Fáilte Ireland offices abroad are to be picketed next week as part of a campaign to embarrass the Government into allowing the return of a deported Nigerian student.
Supporters of Olunkunle Eluhanla (19), a Leaving Cert student who was deported last week, say they will protest outside the organisation's offices in Amsterdam and Glasgow.
They also plan pickets outside offices in Belfast and Derry, as well as a rally at the Dáil on Wednesday.
Mr Eluhanla yesterday pleaded with the Government to allow him return to Ireland. "I am begging you, please let me come back. Please allow me to return to my real life in Ireland," he told The Irish Times from Lagos.
Still wearing the uniform of Palmerstown Community School he had on when he was detained by immigration police last Tuesday, he says he has suffered arrest and robbery since being deported to Lagos.
With no papers and no money, he was detained by the Nigerian police until a fellow inmate gave him the money for a bribe to secure his release.
"I had nowhere to go. When I was walking around I ran into some gangsters, who thought I had money on me. I was attacked and molested."
"My clothes were torn, I was starving and I had no medication for the injuries I had sustained."
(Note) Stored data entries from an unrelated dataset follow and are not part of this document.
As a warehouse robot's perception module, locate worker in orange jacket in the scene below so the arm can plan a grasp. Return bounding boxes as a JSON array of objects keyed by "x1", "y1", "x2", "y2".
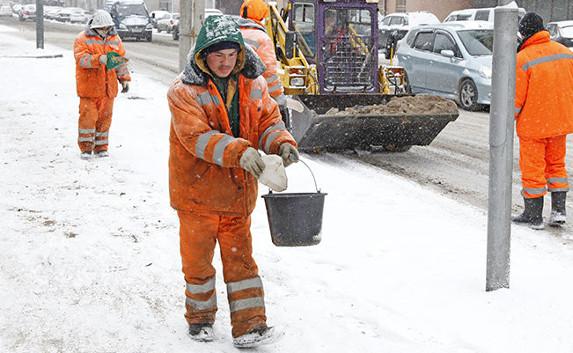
[
  {"x1": 237, "y1": 0, "x2": 290, "y2": 128},
  {"x1": 513, "y1": 13, "x2": 573, "y2": 229},
  {"x1": 74, "y1": 10, "x2": 131, "y2": 159},
  {"x1": 167, "y1": 16, "x2": 298, "y2": 347}
]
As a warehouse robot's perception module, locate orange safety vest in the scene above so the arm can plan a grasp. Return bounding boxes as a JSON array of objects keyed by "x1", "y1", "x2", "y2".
[
  {"x1": 74, "y1": 28, "x2": 131, "y2": 98},
  {"x1": 515, "y1": 31, "x2": 573, "y2": 138}
]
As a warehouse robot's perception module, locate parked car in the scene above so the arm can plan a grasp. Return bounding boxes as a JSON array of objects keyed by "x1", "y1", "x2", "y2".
[
  {"x1": 157, "y1": 13, "x2": 179, "y2": 33},
  {"x1": 171, "y1": 9, "x2": 223, "y2": 40},
  {"x1": 110, "y1": 0, "x2": 153, "y2": 42},
  {"x1": 546, "y1": 21, "x2": 573, "y2": 50},
  {"x1": 397, "y1": 21, "x2": 493, "y2": 110},
  {"x1": 444, "y1": 7, "x2": 525, "y2": 22},
  {"x1": 149, "y1": 10, "x2": 171, "y2": 28},
  {"x1": 18, "y1": 4, "x2": 36, "y2": 21},
  {"x1": 378, "y1": 11, "x2": 440, "y2": 59},
  {"x1": 0, "y1": 5, "x2": 12, "y2": 16},
  {"x1": 70, "y1": 8, "x2": 89, "y2": 23}
]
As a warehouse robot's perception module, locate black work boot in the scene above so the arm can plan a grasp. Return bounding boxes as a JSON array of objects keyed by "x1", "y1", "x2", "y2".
[
  {"x1": 549, "y1": 191, "x2": 567, "y2": 227},
  {"x1": 511, "y1": 197, "x2": 545, "y2": 230}
]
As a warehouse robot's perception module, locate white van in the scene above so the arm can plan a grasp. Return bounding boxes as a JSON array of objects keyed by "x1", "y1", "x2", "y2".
[{"x1": 444, "y1": 7, "x2": 525, "y2": 22}]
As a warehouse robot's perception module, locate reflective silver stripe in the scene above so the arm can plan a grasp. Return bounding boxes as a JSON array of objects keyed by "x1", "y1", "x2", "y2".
[
  {"x1": 549, "y1": 188, "x2": 569, "y2": 192},
  {"x1": 211, "y1": 95, "x2": 221, "y2": 105},
  {"x1": 547, "y1": 178, "x2": 569, "y2": 184},
  {"x1": 251, "y1": 87, "x2": 263, "y2": 99},
  {"x1": 243, "y1": 38, "x2": 259, "y2": 50},
  {"x1": 195, "y1": 130, "x2": 221, "y2": 159},
  {"x1": 259, "y1": 120, "x2": 286, "y2": 146},
  {"x1": 213, "y1": 135, "x2": 235, "y2": 167},
  {"x1": 268, "y1": 85, "x2": 283, "y2": 93},
  {"x1": 264, "y1": 131, "x2": 282, "y2": 152},
  {"x1": 227, "y1": 277, "x2": 263, "y2": 293},
  {"x1": 197, "y1": 92, "x2": 213, "y2": 105},
  {"x1": 266, "y1": 75, "x2": 279, "y2": 85},
  {"x1": 185, "y1": 293, "x2": 217, "y2": 310},
  {"x1": 185, "y1": 277, "x2": 215, "y2": 294},
  {"x1": 80, "y1": 54, "x2": 92, "y2": 69},
  {"x1": 522, "y1": 54, "x2": 573, "y2": 71},
  {"x1": 521, "y1": 188, "x2": 547, "y2": 195},
  {"x1": 84, "y1": 39, "x2": 104, "y2": 45},
  {"x1": 229, "y1": 297, "x2": 265, "y2": 313}
]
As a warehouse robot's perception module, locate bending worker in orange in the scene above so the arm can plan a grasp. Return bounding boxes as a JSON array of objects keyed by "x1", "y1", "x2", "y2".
[
  {"x1": 237, "y1": 0, "x2": 289, "y2": 128},
  {"x1": 167, "y1": 16, "x2": 298, "y2": 347},
  {"x1": 513, "y1": 13, "x2": 573, "y2": 229},
  {"x1": 74, "y1": 10, "x2": 131, "y2": 159}
]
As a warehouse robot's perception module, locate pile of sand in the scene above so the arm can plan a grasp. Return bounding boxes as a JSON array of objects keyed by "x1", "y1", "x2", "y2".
[{"x1": 324, "y1": 95, "x2": 458, "y2": 116}]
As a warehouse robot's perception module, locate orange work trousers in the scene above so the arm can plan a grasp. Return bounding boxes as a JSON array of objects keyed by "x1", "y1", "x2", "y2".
[
  {"x1": 519, "y1": 135, "x2": 569, "y2": 199},
  {"x1": 178, "y1": 211, "x2": 266, "y2": 337},
  {"x1": 78, "y1": 97, "x2": 114, "y2": 153}
]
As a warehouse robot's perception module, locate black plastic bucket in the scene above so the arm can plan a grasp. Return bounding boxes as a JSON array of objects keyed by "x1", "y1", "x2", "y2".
[{"x1": 262, "y1": 160, "x2": 327, "y2": 246}]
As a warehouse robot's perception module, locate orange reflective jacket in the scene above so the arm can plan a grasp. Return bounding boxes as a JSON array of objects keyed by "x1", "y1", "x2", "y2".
[
  {"x1": 167, "y1": 46, "x2": 296, "y2": 216},
  {"x1": 515, "y1": 31, "x2": 573, "y2": 138},
  {"x1": 74, "y1": 27, "x2": 131, "y2": 98},
  {"x1": 239, "y1": 19, "x2": 286, "y2": 105}
]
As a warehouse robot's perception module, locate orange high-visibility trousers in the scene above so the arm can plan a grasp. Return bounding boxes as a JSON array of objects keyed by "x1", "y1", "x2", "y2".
[
  {"x1": 519, "y1": 135, "x2": 569, "y2": 199},
  {"x1": 78, "y1": 97, "x2": 114, "y2": 153},
  {"x1": 178, "y1": 211, "x2": 266, "y2": 337}
]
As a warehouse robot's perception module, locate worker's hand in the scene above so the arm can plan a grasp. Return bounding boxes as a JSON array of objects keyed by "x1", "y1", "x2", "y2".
[
  {"x1": 279, "y1": 143, "x2": 299, "y2": 167},
  {"x1": 239, "y1": 147, "x2": 265, "y2": 178},
  {"x1": 120, "y1": 81, "x2": 129, "y2": 93},
  {"x1": 99, "y1": 54, "x2": 107, "y2": 65}
]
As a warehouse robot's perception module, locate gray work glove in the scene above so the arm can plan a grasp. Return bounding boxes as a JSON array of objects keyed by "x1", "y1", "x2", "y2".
[
  {"x1": 239, "y1": 147, "x2": 265, "y2": 179},
  {"x1": 121, "y1": 81, "x2": 129, "y2": 93},
  {"x1": 279, "y1": 143, "x2": 298, "y2": 167}
]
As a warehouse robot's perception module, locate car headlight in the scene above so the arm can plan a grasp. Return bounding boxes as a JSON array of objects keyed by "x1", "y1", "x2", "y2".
[
  {"x1": 478, "y1": 67, "x2": 491, "y2": 79},
  {"x1": 290, "y1": 77, "x2": 304, "y2": 86}
]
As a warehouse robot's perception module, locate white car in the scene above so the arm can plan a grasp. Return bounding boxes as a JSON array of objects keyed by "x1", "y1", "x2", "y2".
[
  {"x1": 378, "y1": 11, "x2": 440, "y2": 59},
  {"x1": 444, "y1": 7, "x2": 525, "y2": 22}
]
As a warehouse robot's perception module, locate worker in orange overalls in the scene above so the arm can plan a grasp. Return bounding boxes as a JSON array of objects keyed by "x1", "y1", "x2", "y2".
[
  {"x1": 237, "y1": 0, "x2": 290, "y2": 128},
  {"x1": 74, "y1": 10, "x2": 131, "y2": 159},
  {"x1": 167, "y1": 16, "x2": 298, "y2": 348},
  {"x1": 513, "y1": 13, "x2": 573, "y2": 229}
]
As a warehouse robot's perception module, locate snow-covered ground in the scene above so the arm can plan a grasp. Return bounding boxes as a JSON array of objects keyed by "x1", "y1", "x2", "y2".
[{"x1": 0, "y1": 27, "x2": 573, "y2": 353}]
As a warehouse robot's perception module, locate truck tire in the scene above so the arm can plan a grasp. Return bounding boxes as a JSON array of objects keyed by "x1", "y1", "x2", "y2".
[{"x1": 458, "y1": 78, "x2": 480, "y2": 111}]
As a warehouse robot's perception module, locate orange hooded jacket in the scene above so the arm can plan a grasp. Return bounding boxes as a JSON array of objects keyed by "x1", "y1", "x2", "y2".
[
  {"x1": 167, "y1": 45, "x2": 296, "y2": 217},
  {"x1": 74, "y1": 26, "x2": 131, "y2": 98},
  {"x1": 515, "y1": 31, "x2": 573, "y2": 138}
]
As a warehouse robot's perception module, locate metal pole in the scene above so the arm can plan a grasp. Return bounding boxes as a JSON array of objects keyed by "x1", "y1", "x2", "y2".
[
  {"x1": 179, "y1": 0, "x2": 205, "y2": 71},
  {"x1": 486, "y1": 0, "x2": 517, "y2": 291},
  {"x1": 36, "y1": 0, "x2": 44, "y2": 49}
]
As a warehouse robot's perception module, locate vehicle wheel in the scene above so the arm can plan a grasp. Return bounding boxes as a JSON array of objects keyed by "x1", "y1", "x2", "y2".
[{"x1": 458, "y1": 78, "x2": 479, "y2": 111}]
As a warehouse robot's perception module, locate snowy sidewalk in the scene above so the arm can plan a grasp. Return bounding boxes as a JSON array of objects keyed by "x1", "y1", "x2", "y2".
[{"x1": 0, "y1": 26, "x2": 573, "y2": 353}]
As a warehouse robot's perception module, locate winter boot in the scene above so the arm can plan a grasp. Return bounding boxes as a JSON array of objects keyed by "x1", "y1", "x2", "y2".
[
  {"x1": 548, "y1": 191, "x2": 567, "y2": 227},
  {"x1": 233, "y1": 326, "x2": 277, "y2": 348},
  {"x1": 189, "y1": 323, "x2": 215, "y2": 342},
  {"x1": 511, "y1": 197, "x2": 545, "y2": 230}
]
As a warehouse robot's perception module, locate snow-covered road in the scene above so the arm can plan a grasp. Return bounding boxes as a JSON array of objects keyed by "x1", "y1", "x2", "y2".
[{"x1": 0, "y1": 27, "x2": 573, "y2": 353}]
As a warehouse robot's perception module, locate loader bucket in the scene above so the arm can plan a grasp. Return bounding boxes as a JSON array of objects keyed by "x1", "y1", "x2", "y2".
[{"x1": 291, "y1": 94, "x2": 458, "y2": 153}]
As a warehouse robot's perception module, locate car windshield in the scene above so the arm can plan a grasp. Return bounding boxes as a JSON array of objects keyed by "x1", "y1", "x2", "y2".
[
  {"x1": 118, "y1": 5, "x2": 147, "y2": 17},
  {"x1": 559, "y1": 26, "x2": 573, "y2": 38},
  {"x1": 458, "y1": 30, "x2": 493, "y2": 56}
]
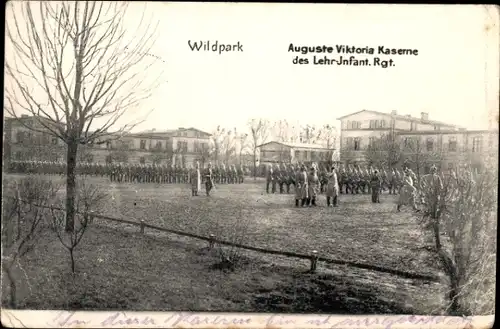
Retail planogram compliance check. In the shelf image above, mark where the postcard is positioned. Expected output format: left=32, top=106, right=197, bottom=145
left=1, top=1, right=500, bottom=329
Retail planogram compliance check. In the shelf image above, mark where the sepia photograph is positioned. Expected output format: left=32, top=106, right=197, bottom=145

Socialist Party TD Joe Higgins then intervened. He wired Mr Eluhanla €200 and put him in touch with local socialist organisers who have given the student food and shelter.
Last night, Mr Higgins claimed the State had behaved in a "criminal" manner by "snatching" a student preparing for his Leaving Cert and deporting him without due process.
Rosanna Flynn of Residents against Racism called for the return of all 35 Nigerian nationals who were removed from the country last week.
"These deportations were done in a terrible manner, with students taken away from their studies and mothers not even given a chance to pick up their children from school."
Neil Burke, a classmate of Mr Eluhanla who is leading the campaign to have the deportation reversed, said his friend was very distressed when he arrived in Lagos. "He was very distraught and told me he was going to kill himself. But now he had food and a roof over his head and he is more settled."
He described Mr Eluhanla as a "much-loved member of the class" and said his deportation had affected the Leaving Cert preparations of his colleagues.